Typisierung der Teammitglieder
Um die Frage nach dem Typ besser zu verstehen, blickt man zurück in die Zeit, als der amerikanische Psychologe William Moulton Marston (1893 – 1947) den Grundstein zur Typisierung des Verhaltens von Menschen legte. Sein Modell wurde unter dem Namen DISG-Modell bekannt, und stetig weiterentwickelt. Die vier Buchstaben DISG stehen dabei für vier Grundverhaltenstendenzen:
- D = dominant,
- I = initiativ,
- S = stetig,
- G = gewissenhaft.
Um die Sache plakativer zu gestalten, wurden den vier Verhaltenstendenzen vier Farben (rot, blau, grün, gelb) als entsprechende Typen zugeordnet, denen wiederum feingliedrig Eigenschaften und Verhaltensweisen zugewiesen wurden. Allerdings zeigte sich bald, dass es nur wenige Menschen gibt, die zu 100% einem Typ entsprechen.
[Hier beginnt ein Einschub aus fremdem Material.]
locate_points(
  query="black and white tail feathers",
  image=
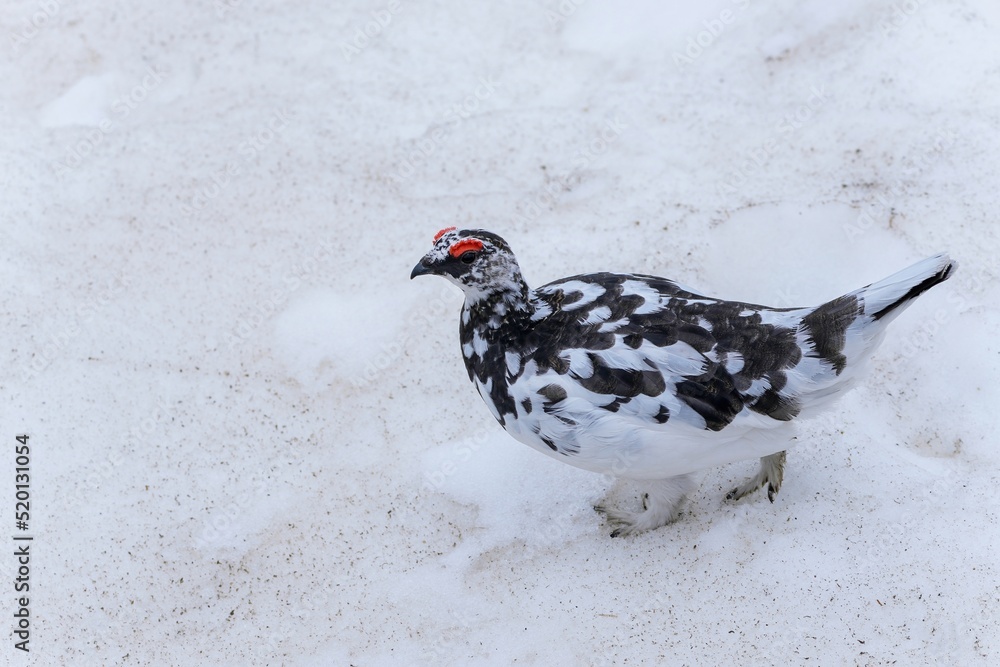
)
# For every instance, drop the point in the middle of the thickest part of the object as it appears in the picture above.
(884, 300)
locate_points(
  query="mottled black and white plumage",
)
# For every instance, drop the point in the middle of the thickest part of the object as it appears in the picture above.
(639, 377)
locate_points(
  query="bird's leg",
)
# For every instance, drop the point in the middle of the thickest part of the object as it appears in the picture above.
(661, 505)
(772, 471)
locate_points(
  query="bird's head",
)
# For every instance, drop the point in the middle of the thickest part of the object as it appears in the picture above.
(479, 262)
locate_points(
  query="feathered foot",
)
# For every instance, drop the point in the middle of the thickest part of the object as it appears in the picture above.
(661, 505)
(772, 471)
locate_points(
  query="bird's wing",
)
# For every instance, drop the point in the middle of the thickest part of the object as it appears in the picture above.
(656, 354)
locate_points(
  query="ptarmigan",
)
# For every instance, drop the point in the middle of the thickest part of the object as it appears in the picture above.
(639, 377)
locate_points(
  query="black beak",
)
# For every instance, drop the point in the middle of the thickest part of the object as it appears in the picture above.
(423, 268)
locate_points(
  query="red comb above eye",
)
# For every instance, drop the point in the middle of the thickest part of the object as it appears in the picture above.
(465, 245)
(443, 232)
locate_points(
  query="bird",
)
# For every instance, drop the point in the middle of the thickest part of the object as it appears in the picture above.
(644, 379)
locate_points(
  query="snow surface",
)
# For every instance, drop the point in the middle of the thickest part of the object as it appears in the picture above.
(253, 438)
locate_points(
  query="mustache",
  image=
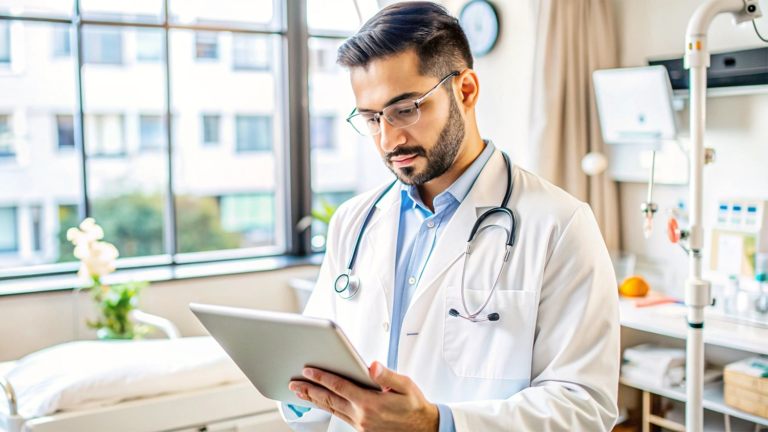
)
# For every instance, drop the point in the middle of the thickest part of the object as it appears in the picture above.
(405, 150)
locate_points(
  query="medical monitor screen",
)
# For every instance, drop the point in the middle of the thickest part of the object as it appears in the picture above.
(635, 105)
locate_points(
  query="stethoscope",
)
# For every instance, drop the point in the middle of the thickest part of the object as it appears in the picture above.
(348, 285)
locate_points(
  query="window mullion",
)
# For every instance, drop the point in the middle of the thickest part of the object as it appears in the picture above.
(297, 163)
(169, 222)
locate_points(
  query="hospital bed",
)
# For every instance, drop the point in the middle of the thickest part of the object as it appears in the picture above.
(175, 384)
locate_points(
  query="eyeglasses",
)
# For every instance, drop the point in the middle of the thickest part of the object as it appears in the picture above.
(400, 114)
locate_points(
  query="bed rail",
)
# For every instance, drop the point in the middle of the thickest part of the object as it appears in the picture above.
(10, 395)
(160, 323)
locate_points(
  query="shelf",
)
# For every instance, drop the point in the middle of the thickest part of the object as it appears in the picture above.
(713, 398)
(726, 91)
(670, 320)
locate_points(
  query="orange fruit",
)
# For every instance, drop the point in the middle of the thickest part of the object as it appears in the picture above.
(634, 286)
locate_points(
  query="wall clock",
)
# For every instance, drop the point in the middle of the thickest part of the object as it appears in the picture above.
(481, 25)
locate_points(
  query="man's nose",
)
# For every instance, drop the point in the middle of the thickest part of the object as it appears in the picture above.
(391, 137)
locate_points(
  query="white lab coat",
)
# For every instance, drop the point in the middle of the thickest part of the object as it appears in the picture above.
(551, 362)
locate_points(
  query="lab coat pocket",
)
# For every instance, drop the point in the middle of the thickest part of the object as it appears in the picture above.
(491, 349)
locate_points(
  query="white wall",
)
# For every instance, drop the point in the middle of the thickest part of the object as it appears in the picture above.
(31, 322)
(736, 126)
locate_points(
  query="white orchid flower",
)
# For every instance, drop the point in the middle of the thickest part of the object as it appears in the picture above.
(98, 260)
(97, 257)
Wie in so vielem, so steckt auch im DISG-Modell ein Teil Wahrheit. Eine positive Erkenntnis aus dem DISG-Modell ist, dass es sich für ein Team negativ auswirken kann, wenn es eine Anhäufung von nur einer Verhaltenskategorie gibt. Hat man z.B. lediglich „initiative“ Teammitglieder, wird zwar viel angezettelt, aber nichts umgesetzt. Hat man zu viele „gewissenhafte“ Teamitglieder, wird nur geprüft und kontrolliert, aber nichts umgesetzt oder Neues angegangen. Somit sollte der Blick auf den „Typ“ nur ein Baustein zum Aufbau oder zur Ergänzung der Personalstruktur sein.
Anforderungen definieren
Bevor man an die Teambildung geht, müssen noch Anforderungen an die Mitarbeiter und Führungskräfte definiert werden wie
- hohe Sach- und Fachkompetenz,
- hohe Leistungsbereitschaft,
- soziale und emotionale Kompetenz,
- unternehmerisches Denken und Handeln,
- absolute Integrität und Ehrlichkeit,
- Fähigkeit zur guten und effizienten Kommunikation,
- striktes Fairplay,
- Resilienz, also Belastbarkeit und innere Stärke,
- Wille zur Arbeit im Team und
- eine Persönlichkeit, die in der Funktion als Unternehmer oder Filialleiter ein Team führen kann.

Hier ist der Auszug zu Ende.